When Carnegie decided that economical manufacture of steel implied the acquisition of coke properties he secured control of the Frick Company and later negotiated a partnership with Frick, merging the two companies. Eventually, after a lawsuit and much bitterness between the two men, Frick and Carnegie separated. But when the Steel Corporation took over the Carnegie Company, Frick was induced to become a member of the Finance Committee, and it is generally recognized that his financial acumen was of enormous assistance to the big Corporation in the days before it had established itself firmly. Frick remained a director of the Corporation and one of the most influential members of its Finance Committee until the day of his death.

Frick left an enormous fortune. Although he left substantial legacies to his children and others, the mass of fortune was distributed among public institutions for the good of the community.

The H. C. Frick Coke Co. is still the most important by far of the Steel Corporation’s coke-making subsidiaries. It owns vast areas of land in the Connellsville and surrounding regions near Pittsburgh, but already the writing on the wall may be discerned. The time is coming, slowly but surely, when the great company organized by Frick will produce nothing but coal, when its more than 21,000 coke ovens will be cold, and will no longer light up with their flares the blackness of the night around Connellsville.

At the Frick coke plants coke is made by the old beehive process, in great open ovens, row upon row, where millions of tons of coal a year are turned into coke.

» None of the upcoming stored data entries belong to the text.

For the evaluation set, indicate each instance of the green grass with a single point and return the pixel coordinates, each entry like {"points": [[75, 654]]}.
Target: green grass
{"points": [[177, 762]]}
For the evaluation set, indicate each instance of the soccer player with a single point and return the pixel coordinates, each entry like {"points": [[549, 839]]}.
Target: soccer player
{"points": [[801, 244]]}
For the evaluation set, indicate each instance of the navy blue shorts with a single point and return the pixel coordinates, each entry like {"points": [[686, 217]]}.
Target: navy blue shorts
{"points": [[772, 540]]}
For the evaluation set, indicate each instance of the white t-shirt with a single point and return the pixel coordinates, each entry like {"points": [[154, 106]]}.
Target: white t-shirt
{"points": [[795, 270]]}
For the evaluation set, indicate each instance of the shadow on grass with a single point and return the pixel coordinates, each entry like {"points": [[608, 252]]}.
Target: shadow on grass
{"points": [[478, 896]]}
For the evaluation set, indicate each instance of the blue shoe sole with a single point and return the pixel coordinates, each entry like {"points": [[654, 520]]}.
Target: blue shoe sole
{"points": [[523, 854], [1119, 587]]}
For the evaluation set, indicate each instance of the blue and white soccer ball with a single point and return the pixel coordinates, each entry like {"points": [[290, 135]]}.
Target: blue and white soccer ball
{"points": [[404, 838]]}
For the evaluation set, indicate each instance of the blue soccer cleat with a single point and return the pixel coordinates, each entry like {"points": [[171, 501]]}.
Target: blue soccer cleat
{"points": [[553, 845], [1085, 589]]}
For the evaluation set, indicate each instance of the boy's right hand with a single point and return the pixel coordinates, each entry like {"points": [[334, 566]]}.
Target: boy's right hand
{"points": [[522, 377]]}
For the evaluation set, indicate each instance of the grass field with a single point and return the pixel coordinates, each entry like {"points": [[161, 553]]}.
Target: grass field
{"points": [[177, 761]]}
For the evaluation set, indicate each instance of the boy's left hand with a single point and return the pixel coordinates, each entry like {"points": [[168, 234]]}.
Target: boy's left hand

But as explained elsewhere, the primitive beehive oven process is wasteful, both as to the amount of coal needed to produce a ton of coke and because the by-products of the coal, tar, ammonia, benzol, toluol, etc., are blown into the air. And gradually the modern coke by-product oven is replacing the old beehive. The Frick Company will be able to hold its own for a long time against the process of modernization. But it must eventually yield.

The operations of the Steel Corporation are not confined to the manufacture of steel. They include a number of auxiliary and incidental activities, including the production of coke by-products, named in the preceding paragraph, a considerable volume of gasoline, all absorbed by the Corporation itself, the operation of steamship lines, the tale of which is told in the chapter on “Exports,” the building of ships, the control of a number of public utilities, and so on.

And the tale of the expansion of the Corporation’s activities is not yet told. Already it is going into the manufacture of railroad cars. Land was acquired several years ago for a large steel plant across the Canadian border, at Ojibway, and it is probable that the building of this plant will not now be long deferred. In fact, it is a fairly safe assumption that the only reason for delay in erecting it is that of present inflated costs.

While the growth of the Corporation will not be too rapid, if for no other reason than that its management is averse to achieving anything that might savor of monopoly, there is no question that its future development in regard to expansion of its steel-making facilities and allied activities will keep pace with the development of American commerce both at home and abroad.